15d-PGJ₂ inhibits nuclear export, but not import, in vitro. After digitonin permeabilization and preincubation with 15d-PGJ₂ (black bars) or ethanol as a control (gray bars), GFP-NFAT-expressing cells were subjected to nuclear transport reactions on ice or at 30 °C, as indicated. A, nuclear export was quantified by measuring the residual nuclear GFP-NFAT fluorescence. B, nuclear import was quantified by measuring nuclear Cy5-BSA-NLS fluorescence.
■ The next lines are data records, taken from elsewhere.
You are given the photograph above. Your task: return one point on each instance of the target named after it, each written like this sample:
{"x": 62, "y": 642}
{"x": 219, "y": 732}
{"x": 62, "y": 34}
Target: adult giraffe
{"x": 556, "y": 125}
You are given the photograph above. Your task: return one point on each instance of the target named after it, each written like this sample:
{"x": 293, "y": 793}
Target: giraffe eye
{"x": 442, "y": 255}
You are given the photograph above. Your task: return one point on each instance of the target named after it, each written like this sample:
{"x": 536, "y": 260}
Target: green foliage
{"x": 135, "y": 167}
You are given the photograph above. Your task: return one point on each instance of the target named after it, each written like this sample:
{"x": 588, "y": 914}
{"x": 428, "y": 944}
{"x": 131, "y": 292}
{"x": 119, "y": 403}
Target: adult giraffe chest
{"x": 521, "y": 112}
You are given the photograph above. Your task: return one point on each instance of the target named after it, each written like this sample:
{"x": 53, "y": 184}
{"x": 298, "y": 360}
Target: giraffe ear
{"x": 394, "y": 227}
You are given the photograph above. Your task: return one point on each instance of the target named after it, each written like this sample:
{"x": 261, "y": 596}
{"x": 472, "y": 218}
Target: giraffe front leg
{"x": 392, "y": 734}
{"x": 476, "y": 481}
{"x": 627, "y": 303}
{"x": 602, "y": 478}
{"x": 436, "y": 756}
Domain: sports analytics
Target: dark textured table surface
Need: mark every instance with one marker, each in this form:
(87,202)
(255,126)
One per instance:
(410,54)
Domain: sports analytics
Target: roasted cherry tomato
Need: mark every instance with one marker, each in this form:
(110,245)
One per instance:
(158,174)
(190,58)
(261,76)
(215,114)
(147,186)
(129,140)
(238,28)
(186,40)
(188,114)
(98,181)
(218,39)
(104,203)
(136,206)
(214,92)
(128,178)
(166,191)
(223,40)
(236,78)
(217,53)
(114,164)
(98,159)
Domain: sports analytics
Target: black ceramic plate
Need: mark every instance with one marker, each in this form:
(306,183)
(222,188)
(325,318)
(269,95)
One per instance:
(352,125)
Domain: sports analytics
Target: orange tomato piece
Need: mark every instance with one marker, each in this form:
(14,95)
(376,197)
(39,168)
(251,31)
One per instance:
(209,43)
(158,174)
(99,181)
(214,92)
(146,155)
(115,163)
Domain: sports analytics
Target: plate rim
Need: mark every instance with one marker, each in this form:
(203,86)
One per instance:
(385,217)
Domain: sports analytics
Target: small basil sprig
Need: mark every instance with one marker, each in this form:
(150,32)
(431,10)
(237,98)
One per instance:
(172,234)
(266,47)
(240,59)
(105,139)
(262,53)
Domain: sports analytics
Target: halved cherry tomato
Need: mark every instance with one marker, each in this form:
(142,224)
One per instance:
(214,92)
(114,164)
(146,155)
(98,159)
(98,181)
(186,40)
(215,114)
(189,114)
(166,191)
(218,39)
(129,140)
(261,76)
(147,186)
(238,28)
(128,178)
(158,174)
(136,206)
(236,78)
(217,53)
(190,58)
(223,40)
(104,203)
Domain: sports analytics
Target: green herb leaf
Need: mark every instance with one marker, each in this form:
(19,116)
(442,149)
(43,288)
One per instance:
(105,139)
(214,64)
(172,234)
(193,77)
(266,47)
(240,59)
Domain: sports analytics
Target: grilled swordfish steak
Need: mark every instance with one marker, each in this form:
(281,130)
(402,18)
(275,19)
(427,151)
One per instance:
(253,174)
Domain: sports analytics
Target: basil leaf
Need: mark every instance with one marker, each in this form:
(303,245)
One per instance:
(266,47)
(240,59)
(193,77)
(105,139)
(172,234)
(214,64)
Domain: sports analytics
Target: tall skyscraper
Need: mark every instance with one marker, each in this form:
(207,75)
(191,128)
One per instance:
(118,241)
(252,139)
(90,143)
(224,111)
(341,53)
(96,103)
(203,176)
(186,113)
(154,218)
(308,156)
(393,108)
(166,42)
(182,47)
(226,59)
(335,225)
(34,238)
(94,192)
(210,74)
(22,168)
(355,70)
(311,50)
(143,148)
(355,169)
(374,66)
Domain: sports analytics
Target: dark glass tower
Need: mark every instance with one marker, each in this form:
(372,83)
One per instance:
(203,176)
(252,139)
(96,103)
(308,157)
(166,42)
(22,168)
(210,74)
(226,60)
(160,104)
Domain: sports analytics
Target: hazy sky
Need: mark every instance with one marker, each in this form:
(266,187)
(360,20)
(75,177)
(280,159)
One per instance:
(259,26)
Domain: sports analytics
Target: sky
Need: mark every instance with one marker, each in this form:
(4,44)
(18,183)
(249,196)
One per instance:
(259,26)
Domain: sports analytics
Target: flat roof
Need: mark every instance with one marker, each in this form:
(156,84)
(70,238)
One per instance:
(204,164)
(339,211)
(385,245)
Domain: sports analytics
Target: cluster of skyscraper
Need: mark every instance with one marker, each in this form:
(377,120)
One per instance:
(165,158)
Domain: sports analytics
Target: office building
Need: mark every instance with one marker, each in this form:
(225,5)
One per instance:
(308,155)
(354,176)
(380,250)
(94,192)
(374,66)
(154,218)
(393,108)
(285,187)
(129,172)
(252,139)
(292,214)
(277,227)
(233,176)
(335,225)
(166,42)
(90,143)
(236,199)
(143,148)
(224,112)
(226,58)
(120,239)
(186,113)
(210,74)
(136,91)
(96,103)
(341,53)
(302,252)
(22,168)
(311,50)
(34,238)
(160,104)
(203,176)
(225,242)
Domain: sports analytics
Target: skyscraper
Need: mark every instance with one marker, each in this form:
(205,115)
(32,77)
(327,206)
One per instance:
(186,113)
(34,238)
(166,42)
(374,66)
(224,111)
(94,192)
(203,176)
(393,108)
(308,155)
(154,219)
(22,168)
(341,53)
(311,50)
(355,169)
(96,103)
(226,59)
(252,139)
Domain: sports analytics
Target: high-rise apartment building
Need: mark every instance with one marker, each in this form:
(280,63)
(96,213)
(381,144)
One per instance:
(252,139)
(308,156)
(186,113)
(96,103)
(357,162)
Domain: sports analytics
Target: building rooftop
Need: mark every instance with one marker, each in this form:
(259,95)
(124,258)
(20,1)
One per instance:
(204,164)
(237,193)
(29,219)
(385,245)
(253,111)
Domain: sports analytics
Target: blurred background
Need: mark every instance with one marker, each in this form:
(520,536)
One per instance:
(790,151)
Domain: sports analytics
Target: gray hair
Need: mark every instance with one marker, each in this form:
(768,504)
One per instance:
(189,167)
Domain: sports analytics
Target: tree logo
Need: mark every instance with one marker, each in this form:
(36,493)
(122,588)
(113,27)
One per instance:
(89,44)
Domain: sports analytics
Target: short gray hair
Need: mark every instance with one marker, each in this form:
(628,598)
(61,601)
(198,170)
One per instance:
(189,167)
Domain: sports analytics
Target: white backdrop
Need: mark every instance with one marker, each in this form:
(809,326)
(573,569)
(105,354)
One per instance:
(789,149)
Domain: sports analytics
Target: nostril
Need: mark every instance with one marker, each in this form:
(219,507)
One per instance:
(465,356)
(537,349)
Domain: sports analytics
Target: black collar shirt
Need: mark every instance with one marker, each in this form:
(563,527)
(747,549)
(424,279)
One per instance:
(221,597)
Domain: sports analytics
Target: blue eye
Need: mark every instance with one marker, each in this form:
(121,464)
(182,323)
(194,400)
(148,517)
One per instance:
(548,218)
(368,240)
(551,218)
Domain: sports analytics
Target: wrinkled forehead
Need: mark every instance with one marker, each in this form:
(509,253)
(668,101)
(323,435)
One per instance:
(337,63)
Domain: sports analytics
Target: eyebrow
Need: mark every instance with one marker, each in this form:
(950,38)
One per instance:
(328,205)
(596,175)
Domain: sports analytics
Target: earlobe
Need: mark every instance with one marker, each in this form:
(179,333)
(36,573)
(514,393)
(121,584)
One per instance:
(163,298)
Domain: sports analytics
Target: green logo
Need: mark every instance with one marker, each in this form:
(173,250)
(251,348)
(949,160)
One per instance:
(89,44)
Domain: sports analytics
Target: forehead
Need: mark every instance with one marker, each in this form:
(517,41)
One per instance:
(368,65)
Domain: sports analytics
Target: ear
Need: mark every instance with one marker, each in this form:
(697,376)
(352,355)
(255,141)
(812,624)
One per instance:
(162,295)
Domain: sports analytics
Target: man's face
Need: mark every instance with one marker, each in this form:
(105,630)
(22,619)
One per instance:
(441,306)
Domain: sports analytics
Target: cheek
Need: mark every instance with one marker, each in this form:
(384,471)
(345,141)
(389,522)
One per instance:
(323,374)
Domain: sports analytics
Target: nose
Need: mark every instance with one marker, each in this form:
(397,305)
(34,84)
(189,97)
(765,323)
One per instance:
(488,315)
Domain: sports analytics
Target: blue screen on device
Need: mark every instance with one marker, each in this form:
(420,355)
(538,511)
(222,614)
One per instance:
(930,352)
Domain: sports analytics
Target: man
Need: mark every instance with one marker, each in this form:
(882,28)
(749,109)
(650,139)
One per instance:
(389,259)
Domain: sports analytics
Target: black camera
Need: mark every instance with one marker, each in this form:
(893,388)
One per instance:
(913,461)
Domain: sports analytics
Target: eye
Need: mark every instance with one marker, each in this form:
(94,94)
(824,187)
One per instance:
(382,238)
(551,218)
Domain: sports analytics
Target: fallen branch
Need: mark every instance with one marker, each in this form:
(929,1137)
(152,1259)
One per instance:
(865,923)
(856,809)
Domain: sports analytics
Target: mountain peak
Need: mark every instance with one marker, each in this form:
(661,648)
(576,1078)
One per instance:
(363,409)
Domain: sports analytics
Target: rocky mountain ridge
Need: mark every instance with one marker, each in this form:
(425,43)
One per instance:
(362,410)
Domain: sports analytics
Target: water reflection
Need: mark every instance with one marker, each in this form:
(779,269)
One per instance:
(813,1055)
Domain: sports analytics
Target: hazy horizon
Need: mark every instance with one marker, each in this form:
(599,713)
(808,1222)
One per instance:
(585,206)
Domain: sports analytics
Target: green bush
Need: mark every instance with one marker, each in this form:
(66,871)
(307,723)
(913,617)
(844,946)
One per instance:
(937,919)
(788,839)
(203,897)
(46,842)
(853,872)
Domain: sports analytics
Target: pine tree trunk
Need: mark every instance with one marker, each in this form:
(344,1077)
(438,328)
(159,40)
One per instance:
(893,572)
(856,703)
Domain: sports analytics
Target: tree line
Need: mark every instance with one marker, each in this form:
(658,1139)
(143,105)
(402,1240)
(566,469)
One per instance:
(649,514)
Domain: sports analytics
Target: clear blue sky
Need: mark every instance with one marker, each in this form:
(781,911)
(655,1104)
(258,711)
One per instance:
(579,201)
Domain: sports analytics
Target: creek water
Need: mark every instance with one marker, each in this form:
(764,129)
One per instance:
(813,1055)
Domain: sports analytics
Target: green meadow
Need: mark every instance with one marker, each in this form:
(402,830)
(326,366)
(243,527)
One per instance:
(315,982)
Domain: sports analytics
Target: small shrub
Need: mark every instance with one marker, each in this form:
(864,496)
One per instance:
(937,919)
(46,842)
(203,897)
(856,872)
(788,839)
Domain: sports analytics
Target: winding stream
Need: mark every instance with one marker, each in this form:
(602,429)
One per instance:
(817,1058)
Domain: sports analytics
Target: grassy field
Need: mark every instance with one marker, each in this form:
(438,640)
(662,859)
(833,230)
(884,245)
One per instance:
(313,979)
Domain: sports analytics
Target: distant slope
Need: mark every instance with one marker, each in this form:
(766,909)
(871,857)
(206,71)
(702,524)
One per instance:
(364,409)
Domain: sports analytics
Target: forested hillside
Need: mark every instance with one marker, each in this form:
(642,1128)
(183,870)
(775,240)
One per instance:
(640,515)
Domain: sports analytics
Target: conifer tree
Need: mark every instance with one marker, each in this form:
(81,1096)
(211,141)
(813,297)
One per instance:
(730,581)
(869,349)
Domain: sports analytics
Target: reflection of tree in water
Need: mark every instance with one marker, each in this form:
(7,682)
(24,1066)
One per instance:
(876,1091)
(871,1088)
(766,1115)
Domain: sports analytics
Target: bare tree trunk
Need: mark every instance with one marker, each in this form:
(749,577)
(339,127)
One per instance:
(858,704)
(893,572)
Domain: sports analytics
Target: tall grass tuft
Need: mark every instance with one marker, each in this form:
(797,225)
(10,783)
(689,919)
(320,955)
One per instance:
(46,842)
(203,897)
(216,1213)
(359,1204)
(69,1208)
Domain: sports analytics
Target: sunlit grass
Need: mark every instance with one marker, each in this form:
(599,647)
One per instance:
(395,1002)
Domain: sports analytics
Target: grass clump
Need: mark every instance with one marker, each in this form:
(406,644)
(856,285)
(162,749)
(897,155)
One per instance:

Note that the same cells were analyzed in A and B. Error bars show the variation from the mean of two independent experiments.

FIGURE 7.

CRM1-C528S rescues nuclear export in the presence of LMB or 15d-PGJ2. A, cells were transfected with plasmids coding for HA-tagged wild-type CRM1 (HA-CRM1-WT) or the CRM1 mutant C528S (HA-CRM1-C528S) as indicated. After treatment with 5 nm LMB or 30 μm 15d-PGJ₂ for 1.5 h, cells were fixed and stained with antibodies against RanBP1 and the HA tag. LMB/15d-PGJ₂-resistant cells expressing CRM1C528S are indicated by arrows. B, cells were co-transfected with plasmids coding for CRM1 (mutant or wild-type, as indicated) and the reporter protein GFP-TFIIA. After treatment with 5 nm LMB or 15 μm 15d-PGJ₂ for 1.5 h, cells were fixed and stained with antibodies against the HA tag. Bars, 10 μm (A) or 5 μm (B). C, quantitative analysis of the subcellular localization of GFP-TFIIA in B. Only cells expressing wild-type HA-CRM or mutant HA-CRM1-C528S were included in the analysis. Error bars indicate the standard deviation from the mean of three independent experiments, counting >100 cells per condition.